The theory of constraints is one such idea. According to this theory, every system has a constraint or bottleneck, if you like, which when cleared will result in the entire system advancing in throughput.
One of the corollaries to the idea is that wherever there is a constraint, it will most likely be working at 100% capacity.
For example, say there is a software development business. Sales have plateaued and the sales pipeline looks lean.
On the other hand, the developers are working at full capacity and team leaders are also expected to carry out pre-sales activity such as carry out quotations, engage with prospects for pre-sales meetings, and write proposals.
Sales revenue swings from feast to famine as the pipeline work is fulfilled and the developers scramble to service prospects and write proposals, then once some sales success is achieved they go back to development activity, neglecting pre-sales work again.

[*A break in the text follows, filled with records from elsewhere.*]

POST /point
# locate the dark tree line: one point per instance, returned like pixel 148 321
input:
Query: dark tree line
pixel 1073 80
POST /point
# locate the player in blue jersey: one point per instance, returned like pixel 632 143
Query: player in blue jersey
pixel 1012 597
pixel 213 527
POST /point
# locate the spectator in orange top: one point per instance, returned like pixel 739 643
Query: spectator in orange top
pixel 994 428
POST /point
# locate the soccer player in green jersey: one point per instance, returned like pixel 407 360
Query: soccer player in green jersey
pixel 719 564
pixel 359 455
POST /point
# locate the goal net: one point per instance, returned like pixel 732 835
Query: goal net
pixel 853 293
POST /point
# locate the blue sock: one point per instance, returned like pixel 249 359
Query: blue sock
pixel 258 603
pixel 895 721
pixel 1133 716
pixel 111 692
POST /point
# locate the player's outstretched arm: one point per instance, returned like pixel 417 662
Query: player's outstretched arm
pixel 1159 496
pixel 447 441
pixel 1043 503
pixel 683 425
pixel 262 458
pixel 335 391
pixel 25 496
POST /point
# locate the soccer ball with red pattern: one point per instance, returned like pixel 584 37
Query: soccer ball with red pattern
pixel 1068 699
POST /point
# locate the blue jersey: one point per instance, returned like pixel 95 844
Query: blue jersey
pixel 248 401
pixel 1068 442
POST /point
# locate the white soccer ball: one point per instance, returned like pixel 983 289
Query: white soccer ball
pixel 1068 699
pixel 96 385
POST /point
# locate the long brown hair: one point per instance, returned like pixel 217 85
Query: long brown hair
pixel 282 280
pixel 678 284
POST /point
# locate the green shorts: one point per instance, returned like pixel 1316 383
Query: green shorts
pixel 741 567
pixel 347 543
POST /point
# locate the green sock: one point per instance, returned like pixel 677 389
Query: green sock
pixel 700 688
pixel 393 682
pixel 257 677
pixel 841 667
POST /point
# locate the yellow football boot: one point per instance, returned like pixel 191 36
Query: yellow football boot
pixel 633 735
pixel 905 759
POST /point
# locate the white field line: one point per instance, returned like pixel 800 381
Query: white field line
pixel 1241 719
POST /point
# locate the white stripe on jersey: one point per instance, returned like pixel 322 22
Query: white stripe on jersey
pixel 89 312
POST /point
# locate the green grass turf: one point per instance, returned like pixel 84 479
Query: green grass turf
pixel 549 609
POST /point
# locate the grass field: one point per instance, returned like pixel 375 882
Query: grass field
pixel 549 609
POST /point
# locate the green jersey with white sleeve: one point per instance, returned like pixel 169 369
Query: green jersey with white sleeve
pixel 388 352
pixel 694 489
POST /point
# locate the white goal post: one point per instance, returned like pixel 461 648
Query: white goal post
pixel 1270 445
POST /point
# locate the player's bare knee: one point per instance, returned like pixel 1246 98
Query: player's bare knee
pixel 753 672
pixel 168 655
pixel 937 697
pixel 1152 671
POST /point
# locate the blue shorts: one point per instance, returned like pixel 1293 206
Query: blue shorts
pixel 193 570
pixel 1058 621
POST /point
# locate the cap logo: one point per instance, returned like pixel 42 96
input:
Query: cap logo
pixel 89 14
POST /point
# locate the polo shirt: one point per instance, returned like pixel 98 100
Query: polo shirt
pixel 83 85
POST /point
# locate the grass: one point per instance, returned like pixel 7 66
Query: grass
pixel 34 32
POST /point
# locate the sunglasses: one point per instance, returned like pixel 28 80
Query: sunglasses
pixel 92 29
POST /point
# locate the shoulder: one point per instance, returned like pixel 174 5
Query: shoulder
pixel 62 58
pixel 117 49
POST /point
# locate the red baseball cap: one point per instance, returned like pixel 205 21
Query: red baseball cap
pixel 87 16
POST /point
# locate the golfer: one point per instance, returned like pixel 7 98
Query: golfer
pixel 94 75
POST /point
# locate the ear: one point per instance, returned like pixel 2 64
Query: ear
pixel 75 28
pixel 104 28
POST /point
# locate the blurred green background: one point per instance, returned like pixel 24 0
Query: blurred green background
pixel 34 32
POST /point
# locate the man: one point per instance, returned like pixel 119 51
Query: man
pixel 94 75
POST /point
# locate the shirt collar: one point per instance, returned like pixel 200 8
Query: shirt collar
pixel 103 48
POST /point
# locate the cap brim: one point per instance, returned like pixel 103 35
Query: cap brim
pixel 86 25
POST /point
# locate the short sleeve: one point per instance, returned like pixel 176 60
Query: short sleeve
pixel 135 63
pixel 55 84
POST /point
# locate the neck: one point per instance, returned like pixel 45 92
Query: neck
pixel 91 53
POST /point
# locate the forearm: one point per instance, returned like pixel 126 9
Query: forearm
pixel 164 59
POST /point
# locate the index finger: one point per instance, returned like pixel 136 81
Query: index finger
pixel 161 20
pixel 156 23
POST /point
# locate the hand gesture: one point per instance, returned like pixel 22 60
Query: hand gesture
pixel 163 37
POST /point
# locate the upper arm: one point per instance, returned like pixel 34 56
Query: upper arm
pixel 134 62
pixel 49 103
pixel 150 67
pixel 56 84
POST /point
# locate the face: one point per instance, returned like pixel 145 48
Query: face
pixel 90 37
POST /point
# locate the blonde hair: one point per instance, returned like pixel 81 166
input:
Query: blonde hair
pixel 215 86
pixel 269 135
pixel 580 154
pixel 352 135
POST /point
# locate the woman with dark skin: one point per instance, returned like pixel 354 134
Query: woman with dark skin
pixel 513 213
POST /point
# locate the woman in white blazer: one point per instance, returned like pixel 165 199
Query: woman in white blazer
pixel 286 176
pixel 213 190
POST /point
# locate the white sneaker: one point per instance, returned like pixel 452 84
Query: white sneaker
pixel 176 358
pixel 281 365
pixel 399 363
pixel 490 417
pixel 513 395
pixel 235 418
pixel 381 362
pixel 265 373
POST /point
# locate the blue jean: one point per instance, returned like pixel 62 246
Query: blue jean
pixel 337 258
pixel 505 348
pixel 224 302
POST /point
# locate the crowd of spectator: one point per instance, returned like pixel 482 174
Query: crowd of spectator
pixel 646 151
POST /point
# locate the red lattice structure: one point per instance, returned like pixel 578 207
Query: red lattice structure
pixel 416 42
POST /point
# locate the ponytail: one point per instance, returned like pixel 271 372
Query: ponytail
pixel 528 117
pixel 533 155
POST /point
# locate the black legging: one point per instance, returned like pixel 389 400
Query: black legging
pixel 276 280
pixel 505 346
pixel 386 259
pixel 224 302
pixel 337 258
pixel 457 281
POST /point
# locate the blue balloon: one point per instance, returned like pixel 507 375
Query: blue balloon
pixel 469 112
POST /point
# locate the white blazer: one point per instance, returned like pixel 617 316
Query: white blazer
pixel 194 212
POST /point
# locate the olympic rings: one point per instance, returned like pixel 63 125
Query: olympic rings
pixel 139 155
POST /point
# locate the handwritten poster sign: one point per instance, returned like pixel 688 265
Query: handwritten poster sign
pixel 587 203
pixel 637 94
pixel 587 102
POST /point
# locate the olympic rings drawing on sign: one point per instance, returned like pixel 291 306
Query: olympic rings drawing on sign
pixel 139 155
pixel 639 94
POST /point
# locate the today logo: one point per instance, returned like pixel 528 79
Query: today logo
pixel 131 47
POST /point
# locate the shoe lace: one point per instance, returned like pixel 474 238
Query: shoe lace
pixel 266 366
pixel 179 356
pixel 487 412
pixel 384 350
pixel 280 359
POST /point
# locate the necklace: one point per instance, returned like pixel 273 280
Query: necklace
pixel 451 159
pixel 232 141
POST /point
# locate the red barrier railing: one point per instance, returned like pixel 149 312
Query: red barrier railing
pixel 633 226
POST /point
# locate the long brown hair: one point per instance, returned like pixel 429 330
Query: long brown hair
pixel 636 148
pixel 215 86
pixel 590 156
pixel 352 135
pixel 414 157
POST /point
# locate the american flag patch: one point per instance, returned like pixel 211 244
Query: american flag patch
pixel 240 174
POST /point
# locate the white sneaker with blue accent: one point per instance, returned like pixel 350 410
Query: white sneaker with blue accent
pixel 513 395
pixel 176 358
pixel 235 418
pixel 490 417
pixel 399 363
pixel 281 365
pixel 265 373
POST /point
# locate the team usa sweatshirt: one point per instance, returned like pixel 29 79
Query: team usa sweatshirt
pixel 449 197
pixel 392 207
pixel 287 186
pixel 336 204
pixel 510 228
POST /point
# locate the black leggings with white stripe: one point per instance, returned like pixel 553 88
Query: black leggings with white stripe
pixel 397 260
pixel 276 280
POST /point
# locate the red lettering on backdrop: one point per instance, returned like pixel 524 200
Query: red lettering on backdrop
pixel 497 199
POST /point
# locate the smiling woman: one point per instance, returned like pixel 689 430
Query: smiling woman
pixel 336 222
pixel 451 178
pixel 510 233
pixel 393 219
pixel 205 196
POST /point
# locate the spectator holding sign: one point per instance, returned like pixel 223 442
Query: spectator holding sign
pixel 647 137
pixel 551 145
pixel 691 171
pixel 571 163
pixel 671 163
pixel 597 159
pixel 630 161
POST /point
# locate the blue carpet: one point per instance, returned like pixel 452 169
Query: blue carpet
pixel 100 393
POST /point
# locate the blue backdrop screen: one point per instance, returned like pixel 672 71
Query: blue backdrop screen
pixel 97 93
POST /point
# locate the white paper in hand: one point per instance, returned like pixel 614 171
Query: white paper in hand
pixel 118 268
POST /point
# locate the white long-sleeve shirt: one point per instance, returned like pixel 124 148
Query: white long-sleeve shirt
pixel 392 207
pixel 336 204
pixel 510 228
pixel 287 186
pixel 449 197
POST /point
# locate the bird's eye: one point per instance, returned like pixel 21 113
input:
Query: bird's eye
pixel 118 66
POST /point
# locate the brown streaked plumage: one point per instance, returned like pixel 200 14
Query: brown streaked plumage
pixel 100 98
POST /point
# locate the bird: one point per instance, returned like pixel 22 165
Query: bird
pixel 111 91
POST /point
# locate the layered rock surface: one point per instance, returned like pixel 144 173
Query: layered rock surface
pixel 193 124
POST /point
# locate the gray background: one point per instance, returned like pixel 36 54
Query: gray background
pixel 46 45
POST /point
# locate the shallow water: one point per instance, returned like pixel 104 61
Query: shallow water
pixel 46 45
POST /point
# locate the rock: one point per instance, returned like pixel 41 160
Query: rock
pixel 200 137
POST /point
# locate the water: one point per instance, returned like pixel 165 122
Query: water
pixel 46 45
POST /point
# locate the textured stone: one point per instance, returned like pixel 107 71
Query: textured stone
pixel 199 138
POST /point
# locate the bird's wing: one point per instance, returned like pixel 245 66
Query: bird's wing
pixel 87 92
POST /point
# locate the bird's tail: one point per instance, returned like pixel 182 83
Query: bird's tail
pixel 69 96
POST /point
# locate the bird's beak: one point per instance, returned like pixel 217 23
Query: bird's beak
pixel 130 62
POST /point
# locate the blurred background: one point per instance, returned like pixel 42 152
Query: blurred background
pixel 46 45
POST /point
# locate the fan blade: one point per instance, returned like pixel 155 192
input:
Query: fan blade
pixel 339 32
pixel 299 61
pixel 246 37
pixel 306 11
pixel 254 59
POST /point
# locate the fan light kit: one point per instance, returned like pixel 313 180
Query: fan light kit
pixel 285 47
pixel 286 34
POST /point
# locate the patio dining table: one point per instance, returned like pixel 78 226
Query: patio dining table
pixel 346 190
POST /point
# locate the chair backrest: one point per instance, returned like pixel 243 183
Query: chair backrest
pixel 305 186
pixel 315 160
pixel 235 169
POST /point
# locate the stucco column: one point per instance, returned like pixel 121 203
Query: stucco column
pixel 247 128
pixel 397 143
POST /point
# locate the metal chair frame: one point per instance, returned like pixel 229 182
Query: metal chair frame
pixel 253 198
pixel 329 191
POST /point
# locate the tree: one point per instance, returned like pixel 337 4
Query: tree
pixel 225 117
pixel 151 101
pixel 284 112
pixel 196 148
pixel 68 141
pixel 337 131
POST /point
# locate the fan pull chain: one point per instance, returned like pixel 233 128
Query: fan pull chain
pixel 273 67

Management, who are the developers, is disappointed with Sales because the gaps in the sales pipeline keep appearing. Sales is frustrated with Management because they are unable to respond quickly when they are needed to provide technical input for pre-sales, quotations and proposals.
Can you spot the constraint or bottleneck?
Bottlenecks can come in all sorts of shapes and forms. It can be any operational area of the business.